The backdrop: Schools, municipal agencies and other nonprofit employers with annuity-based 403(b) plans have been offering in-plan annuitization options for many years.

Some asset managers have been offering similar options aimed at for-profit employers' 401(k) plans for about a decade.

Now, provisions in the Secure Act and Secure 2.0 have made offering in-plan annuities more practical, and companies like BlackRock have started to offer programs that give the participants a chance to choose from a menu featuring two or more annuity issuers.

Executives from BlackRock, for example, are predicting that use of combinations of target-date funds with in-plan annuitization options will soon be the most popular 401(k) plan participant path.

But they indicated that initial sales have been slower than they had hoped.

Expert's perspective: Calvelli recently joined NFP after working for companies like Buck, Lockton and Creative Planning.

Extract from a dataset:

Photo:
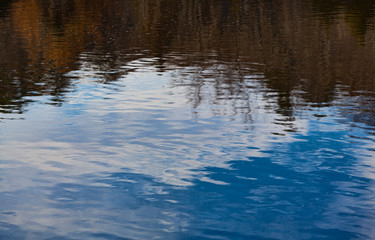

Nonprofit employers with 403(b) plans "have effectively adopted lifetime income products for years," Calvelli said.

Meanwhile, at employers with 401(k) plans, "for quite some time, we've seen a reluctance to adopt in-plan annuities," she said. "They are more complicated and can have more moving parts than typical investments or distribution options. Annuities have, in part, a branding problem, and most plan sponsors don't want to be the first to dive into the pool."

But Calvelli believes that in-plan annuity sales will grow over time.

NFP is tracking 13 in-plan annuity options, including nine that combine in-plan annuities with a target-date fund.

"We are trying to pivot the conversation around annuities toward the concept of solving for the risks in an individual's holistic financial plan," she said.

The best guides for both the sponsors and the employees will be retirement advisors with a thorough understanding of lifetime income planning, she predicted.

"Our advisors are first and foremost focused on helping individuals create a personalized financial plan," Calvelli said. "We look at guaranteed income as a component of fixed income within a well-diversified portfolio."

She sees putting assets in an annuitization option as a way to create the equivalent of a personalized pension.

"Making in-plan annuities more accessible to individuals through their workplace retirement plans is another way to democratize investing for all," she said.